On the 27th, Heiki Marine Shipping <9362> announced that it will dispose of its own shares as restricted stock. Based on the restricted stock compensation system, the company will provide the target directors with cash compensation claims of up to 240 million yen per year separately from the existing monetary reward framework (annual 120 million yen) as an existing asset investment property. The total number of common stocks issued or disposed of shall be within 7,000 per year. The transfer restriction period is from the delivery date of restricted stock to the day when the target director loses his or her position as a director.

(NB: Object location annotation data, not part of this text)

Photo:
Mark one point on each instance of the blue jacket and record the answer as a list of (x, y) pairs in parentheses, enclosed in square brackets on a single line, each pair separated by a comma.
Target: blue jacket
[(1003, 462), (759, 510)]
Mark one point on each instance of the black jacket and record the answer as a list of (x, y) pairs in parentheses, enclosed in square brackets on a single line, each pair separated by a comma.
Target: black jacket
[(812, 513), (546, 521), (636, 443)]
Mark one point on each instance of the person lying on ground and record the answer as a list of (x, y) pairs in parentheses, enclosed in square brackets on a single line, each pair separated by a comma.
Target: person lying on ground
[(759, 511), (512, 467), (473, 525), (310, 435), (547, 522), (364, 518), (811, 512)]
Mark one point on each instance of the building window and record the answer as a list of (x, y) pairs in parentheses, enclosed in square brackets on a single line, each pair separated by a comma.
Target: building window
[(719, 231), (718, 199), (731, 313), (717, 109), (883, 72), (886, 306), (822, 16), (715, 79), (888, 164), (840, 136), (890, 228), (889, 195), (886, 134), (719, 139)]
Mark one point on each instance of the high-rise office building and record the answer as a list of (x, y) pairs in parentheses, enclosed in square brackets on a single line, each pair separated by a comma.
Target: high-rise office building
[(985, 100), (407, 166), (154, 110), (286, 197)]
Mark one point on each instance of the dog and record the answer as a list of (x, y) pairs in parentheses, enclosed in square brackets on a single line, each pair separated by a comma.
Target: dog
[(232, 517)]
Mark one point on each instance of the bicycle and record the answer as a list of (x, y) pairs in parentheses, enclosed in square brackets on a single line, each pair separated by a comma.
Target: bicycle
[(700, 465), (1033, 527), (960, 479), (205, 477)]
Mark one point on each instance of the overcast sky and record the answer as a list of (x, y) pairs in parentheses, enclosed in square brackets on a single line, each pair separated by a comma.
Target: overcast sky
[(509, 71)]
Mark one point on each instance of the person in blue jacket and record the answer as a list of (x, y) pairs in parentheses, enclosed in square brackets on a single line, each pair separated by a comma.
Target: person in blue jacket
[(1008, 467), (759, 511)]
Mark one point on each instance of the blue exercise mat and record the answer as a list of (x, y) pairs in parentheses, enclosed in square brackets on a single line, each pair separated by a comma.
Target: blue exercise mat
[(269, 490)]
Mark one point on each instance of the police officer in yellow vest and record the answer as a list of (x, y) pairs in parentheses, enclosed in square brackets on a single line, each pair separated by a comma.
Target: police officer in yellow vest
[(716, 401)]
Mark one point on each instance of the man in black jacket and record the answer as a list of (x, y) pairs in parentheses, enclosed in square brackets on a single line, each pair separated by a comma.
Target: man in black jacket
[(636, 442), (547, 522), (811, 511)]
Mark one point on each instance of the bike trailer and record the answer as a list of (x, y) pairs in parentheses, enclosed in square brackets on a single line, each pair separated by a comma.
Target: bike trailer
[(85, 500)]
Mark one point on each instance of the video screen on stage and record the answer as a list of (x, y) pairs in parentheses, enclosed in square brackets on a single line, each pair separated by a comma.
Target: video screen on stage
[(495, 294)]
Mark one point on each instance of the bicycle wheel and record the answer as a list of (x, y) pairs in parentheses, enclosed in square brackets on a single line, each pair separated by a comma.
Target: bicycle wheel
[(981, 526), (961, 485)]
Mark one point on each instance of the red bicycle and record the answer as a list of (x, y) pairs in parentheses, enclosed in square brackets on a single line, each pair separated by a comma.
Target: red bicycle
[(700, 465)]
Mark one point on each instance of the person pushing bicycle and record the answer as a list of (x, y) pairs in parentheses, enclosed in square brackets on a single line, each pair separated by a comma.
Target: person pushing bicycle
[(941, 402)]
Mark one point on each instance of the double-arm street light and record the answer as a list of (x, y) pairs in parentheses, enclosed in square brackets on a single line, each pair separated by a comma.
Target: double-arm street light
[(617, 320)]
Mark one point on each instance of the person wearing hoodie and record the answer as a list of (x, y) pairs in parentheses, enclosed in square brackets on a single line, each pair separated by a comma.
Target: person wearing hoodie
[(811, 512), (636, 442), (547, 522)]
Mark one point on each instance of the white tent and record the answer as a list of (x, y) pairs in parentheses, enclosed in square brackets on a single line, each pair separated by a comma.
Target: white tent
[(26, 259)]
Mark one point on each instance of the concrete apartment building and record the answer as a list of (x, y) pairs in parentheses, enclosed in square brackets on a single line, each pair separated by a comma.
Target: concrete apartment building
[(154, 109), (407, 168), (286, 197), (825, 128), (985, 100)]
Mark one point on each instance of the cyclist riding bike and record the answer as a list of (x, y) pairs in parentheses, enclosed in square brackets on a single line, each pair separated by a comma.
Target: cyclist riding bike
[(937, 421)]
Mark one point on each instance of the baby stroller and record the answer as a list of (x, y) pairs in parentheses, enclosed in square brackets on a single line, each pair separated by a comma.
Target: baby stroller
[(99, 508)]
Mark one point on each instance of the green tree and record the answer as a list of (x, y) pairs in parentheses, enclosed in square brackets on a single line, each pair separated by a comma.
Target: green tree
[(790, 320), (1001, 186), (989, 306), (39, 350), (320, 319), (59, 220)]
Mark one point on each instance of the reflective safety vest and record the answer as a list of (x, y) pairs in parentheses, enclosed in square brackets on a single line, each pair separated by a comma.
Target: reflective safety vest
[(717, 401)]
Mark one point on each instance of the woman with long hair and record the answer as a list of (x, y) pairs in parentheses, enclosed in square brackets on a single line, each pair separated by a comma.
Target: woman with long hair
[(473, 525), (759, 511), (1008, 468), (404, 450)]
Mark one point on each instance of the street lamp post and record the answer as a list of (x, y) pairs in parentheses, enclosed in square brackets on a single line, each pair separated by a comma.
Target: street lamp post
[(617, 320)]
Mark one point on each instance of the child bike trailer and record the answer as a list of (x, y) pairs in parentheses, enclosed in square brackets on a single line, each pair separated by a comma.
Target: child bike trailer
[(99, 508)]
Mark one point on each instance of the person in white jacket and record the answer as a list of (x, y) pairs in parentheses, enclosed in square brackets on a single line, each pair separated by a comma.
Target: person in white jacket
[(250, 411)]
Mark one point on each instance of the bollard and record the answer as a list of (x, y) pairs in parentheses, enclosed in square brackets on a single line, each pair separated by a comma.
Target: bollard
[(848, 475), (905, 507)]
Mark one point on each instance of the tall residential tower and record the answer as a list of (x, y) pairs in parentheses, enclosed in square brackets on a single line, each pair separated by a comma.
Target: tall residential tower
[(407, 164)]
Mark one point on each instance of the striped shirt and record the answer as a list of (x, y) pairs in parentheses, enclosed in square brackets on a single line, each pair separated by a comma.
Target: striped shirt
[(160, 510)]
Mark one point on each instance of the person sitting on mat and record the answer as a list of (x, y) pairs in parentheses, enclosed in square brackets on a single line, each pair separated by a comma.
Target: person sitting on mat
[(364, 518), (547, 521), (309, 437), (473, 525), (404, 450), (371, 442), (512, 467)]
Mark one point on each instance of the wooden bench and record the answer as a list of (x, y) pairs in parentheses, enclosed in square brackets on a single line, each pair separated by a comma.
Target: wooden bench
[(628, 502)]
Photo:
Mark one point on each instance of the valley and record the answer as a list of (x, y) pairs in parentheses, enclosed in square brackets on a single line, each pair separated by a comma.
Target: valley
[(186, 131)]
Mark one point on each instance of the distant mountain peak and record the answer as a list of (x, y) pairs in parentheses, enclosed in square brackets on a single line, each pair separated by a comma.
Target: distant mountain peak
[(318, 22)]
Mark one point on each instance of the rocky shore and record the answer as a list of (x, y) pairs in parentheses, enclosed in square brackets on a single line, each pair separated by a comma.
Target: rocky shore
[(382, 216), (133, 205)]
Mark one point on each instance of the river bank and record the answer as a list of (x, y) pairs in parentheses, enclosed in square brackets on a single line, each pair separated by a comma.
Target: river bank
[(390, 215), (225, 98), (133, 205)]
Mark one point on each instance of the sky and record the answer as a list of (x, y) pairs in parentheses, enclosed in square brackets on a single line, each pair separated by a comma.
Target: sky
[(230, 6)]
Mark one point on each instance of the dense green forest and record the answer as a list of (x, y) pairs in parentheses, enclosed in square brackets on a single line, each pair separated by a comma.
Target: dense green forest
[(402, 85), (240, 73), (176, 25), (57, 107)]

Hyoki Kaiun Kaisha: Confirmatory letter.
Hyoki Kaiun Kaisha: Securities Report - 81st Fiscal Year (April 1, 2023 - March 31, 2024)
Military logistics marine shipping research memo (12): promotion of efforts to anticipate the modal shift era.
Heiki Marine Shipping Co., Ltd. <9362> aims to achieve both the establishment of a sustainable society and the improvement of corporate value through its ESG/SDGs initiatives. Its main inland shipping business is an important player in the transportation of large quantities and long distances domestically. According to the company, about 40% of domestic cargo transportation is done by inland shipping, with over 80% of essential goods for industries such as petroleum, iron & steel, and cement being transported by sea. In addition, the energy consumption for transporting one ton of cargo per kilometer (one ton-kilo) is...
Marine shipping Research Memo (11): Dividends for the March 2024 period are 130 yen, the highest in history.
- Marine shipping company <9362> implements dividends as a shareholder return policy. As the basic policy for dividends, the company aims to provide stable and proactive dividends taking into account performance and future business development. Specifically, the company intends to proceed with a dividend policy based on stable dividends and if EPS (earnings per share) exceeds 100 yen, the dividend payout ratio will be 30% or higher, or the dividend per share will be 50 yen or higher. Until now, the annual dividend per share has been 5 yen as a stable dividend.